ZWERGE
Ein Gedicht von
Jürgen Wagner
Sie wohnten in Felsen, hausten im Boden:
die Geister der Erde war‘n dort aufgehoben
Sie mieden das Licht, war‘n tüchtige Schmiede,
sie hüteten Schätze und kannten die Liebe
Heut finden wir sie in so mancher Geschichte
Die Kinder lieben die freundlichen Wichte
Weißbärtig und nett steh’n sie in den Gärten,
missachtet konnten sie bösartig werden
Der Zwerg gehört zur inn'ren Welt
Der Kleinwuchs fasziniert, missfällt
Denn manchmal ist das Kleine groß
und stellt das scheinbar Große bloß
Die Kräfte der Erde, die kleinen, verdeckten,
die Arbeit der Käfer, Würmer, Insekten,
Bakterien und Pilzen, die machen aus Totem
einen herrlich brauchbaren, fruchtbaren Boden
Anm.: Die Zwerge personifizieren die Erdkräfte.

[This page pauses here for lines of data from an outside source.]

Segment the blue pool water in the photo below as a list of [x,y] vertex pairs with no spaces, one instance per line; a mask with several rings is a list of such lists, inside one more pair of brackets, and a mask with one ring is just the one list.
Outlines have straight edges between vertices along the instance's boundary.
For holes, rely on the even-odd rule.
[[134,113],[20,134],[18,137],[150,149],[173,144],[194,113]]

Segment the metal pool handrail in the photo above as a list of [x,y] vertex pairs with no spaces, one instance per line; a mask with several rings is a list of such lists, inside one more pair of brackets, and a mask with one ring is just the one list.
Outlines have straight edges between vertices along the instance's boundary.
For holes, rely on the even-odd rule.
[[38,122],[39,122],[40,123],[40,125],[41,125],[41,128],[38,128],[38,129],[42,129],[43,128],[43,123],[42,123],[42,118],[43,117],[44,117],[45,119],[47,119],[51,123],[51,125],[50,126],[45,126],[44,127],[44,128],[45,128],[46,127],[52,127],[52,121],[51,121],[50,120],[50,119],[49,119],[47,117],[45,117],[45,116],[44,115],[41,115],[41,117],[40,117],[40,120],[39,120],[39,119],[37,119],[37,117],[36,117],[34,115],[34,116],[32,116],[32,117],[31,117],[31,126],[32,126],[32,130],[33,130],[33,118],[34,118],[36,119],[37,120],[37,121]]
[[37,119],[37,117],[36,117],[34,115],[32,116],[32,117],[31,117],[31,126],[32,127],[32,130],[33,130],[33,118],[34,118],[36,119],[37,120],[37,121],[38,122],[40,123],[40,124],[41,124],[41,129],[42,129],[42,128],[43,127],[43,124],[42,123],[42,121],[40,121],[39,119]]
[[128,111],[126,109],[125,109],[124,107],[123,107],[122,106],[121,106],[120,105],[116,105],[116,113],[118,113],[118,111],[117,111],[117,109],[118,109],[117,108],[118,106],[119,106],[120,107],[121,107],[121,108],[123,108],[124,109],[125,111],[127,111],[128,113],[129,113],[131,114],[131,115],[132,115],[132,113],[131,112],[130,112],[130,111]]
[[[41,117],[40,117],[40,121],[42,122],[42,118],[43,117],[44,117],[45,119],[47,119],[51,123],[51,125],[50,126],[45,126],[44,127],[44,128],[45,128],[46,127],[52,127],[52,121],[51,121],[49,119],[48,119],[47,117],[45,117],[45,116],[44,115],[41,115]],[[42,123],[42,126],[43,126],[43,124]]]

Sie sind in der germanischen Mythologie älter als die Menschen. Sie entstanden zur Urzeit aus den Maden, die sich im verwesenden Leichnam des Urriesen Ymirs gebildet hatten. Damit ist ihr abstoßendes Äußeres schon vorgegeben. Daneben schrieb man ihnen auch noch einen bösen, habgierigen und listigen Charakter zu. Es gab aber unter ihnen die gutmütigen und freundlichen genauso wie die hässlichen und gemeinen. Bekannt sind sie als geschickte Handwerker, die in der Lage sind, magische Gegenstände herzustellen. Thor verdankt ihnen seinen Hammer, Freya ihren Halsschmuck, Odin seinen Ring und seinen Speer, die Fessel des Fenriswolfes ist eine Zwergenarbeit, sogar der Dichtermet verdankt sich dem Blut eines Zwerges (Kvasir).